Uninitialized variable wtf



  • While making an application I forgot to initialize an integer. Printing it out it gave me:

     

    Number of different ISO_639_language_codes found in RMF(freq: baadf00d)

     it enlightened my day :D



  • Uninitialized memory on IBM RS6000s used to be set to 0xdeadbeef.
    Still true???



  • @Rick said:

    Uninitialized memory on IBM RS6000s used to be set to 0xdeadbeef.
    Still true???
     

    Don't know about that, but we use it.  You'll occasionally hear things around here like, "Whoops, got a deadbeef error..."

    Mind you, my favorite along those lines is 0xDECAFBAD.

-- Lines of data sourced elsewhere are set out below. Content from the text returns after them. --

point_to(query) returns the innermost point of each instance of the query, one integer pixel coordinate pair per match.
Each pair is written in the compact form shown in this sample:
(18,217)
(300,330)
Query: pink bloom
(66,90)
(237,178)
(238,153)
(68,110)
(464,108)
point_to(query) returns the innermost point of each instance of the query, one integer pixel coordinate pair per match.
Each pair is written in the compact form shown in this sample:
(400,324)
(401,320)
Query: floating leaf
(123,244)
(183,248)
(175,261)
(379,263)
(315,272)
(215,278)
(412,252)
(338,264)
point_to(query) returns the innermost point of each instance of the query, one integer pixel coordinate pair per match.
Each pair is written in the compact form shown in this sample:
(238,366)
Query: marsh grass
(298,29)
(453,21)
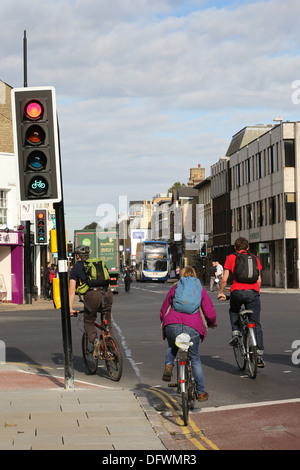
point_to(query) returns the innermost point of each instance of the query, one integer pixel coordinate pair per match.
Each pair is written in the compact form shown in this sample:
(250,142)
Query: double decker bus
(152,261)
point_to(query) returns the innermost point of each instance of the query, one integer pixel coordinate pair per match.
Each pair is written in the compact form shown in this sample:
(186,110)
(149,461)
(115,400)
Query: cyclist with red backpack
(245,290)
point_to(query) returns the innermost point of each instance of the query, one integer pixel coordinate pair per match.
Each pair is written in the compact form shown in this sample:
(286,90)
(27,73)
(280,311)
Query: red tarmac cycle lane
(273,426)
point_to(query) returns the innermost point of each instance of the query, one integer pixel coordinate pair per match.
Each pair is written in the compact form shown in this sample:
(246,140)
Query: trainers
(203,396)
(167,373)
(234,341)
(235,338)
(260,362)
(96,352)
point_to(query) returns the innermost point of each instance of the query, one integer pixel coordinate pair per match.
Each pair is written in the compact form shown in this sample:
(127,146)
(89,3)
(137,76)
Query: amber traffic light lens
(35,135)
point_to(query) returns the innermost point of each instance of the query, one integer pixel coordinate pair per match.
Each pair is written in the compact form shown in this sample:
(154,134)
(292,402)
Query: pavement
(37,412)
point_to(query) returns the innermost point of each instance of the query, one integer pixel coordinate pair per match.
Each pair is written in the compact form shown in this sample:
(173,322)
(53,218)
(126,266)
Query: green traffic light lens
(37,160)
(38,186)
(35,135)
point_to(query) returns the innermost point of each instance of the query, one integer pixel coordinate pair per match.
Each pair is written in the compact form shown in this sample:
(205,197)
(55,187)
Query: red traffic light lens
(33,110)
(35,135)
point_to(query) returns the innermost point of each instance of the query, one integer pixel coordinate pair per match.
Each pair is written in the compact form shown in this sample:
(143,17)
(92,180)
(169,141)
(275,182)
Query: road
(35,338)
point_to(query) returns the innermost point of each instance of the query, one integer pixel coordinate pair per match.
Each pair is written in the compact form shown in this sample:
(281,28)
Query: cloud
(148,89)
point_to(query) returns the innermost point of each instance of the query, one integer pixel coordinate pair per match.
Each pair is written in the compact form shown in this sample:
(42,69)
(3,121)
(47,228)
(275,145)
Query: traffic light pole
(36,136)
(64,293)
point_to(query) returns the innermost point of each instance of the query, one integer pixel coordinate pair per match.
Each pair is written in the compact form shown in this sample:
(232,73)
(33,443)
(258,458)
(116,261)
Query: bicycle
(109,351)
(245,349)
(186,385)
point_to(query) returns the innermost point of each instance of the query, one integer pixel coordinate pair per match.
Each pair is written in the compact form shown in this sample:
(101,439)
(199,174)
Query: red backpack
(52,275)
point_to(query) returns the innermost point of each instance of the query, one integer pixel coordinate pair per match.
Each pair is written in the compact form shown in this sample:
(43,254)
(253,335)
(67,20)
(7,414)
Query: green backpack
(97,275)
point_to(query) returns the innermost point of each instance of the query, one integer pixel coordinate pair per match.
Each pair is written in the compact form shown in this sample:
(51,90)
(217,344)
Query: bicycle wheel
(113,358)
(252,357)
(239,354)
(184,394)
(192,394)
(87,352)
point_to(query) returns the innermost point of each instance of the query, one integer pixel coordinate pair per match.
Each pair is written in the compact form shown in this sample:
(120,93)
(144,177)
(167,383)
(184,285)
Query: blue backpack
(187,297)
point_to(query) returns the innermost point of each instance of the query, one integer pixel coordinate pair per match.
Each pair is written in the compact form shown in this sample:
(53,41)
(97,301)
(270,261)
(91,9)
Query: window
(289,153)
(248,170)
(239,219)
(3,207)
(258,165)
(272,210)
(249,216)
(260,213)
(290,206)
(271,159)
(238,175)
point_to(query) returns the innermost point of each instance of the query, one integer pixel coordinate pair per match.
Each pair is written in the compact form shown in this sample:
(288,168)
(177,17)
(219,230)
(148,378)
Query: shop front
(11,267)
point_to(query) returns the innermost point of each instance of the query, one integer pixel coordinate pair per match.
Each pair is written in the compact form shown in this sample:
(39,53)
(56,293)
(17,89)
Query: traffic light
(70,250)
(203,251)
(36,143)
(41,226)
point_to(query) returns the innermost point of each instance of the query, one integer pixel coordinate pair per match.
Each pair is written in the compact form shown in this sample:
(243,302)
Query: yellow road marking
(185,429)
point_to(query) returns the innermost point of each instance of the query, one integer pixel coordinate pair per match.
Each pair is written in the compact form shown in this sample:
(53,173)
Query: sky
(147,89)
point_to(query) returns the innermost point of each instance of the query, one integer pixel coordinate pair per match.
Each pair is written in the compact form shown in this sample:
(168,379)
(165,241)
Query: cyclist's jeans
(171,332)
(93,299)
(251,300)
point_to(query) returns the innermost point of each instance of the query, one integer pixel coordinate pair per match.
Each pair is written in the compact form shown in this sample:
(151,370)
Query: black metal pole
(27,242)
(64,294)
(64,288)
(25,59)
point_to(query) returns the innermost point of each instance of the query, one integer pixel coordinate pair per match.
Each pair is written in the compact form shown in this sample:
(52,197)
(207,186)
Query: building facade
(265,201)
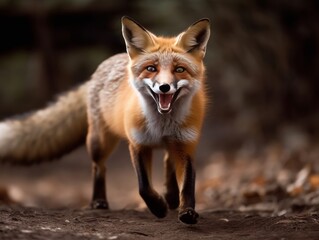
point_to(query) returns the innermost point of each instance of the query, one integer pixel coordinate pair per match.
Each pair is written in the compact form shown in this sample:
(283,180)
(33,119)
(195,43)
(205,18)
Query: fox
(153,96)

  • ircu sets pointers to 0xDEADBEEF when we free memory the memory they were pointing at.

     



  • Funny values for uninitialized pointers make it obvious they were uninitailized when errors happen, but then, don't NULL's do that too?  You can actually check for NULL's, and 0xDEADBEEF may actually be a valid address in some situations.



  • @Corona688 said:

    Funny values for uninitialized pointers make it obvious they were uninitailized when errors happen, but then, don't NULL's do that too?  You can actually check for NULL's, and 0xDEADBEEF may actually be a valid address in some situations.
     

    True, but if you're not committed to nulling the memory in release mode, it's hard to distinguish properly initialized values from erroneously uninitialized ones.  This might be a problem if you use something like STL::vector, setting capacity and then using another mechanism to initialize or recycle values. 



  • @Corona688 said:

    Funny values for uninitialized pointers make it obvious they were uninitailized when errors happen, but then, don't NULL's do that too?  You can actually check for NULL's, and 0xDEADBEEF may actually be a valid address in some situations.

    One argument I've heard for non-NULL values is that using an odd address will often cause a processor exception as soon as it's dereferenced, allowing you to see the error closer to where it was actually caused in many cases. It's probably less of an issues these days where we have protected memory and the entire first kilobyte of memory can be set to unreadable and unwritable, but that wasn't always the case. Old habits die hard.



  • I've always been a fan of 0xD06FECE5 myself.



  • @dcardani said:

    One argument I've heard for non-NULL values is that using an odd address will
    often cause a processor exception as soon as it's dereferenced

    IIRC, not on x86.



  • @dcardani said:

    @Corona688 said:

    Funny values for uninitialized pointers make it obvious they were uninitailized when errors happen, but then, don't NULL's do that too?  You can actually check for NULL's, and 0xDEADBEEF may actually be a valid address in some situations.

    One argument I've heard for non-NULL values is that using an odd address will often cause a processor exception as soon as it's dereferenced, allowing you to see the error closer to where it was actually caused in many cases.

    x86 allows non-aligned access to any memory address. On the other hand, in protected mode, write access to memory address 0 by a user-mode program is always an exception, and read access may be an exception.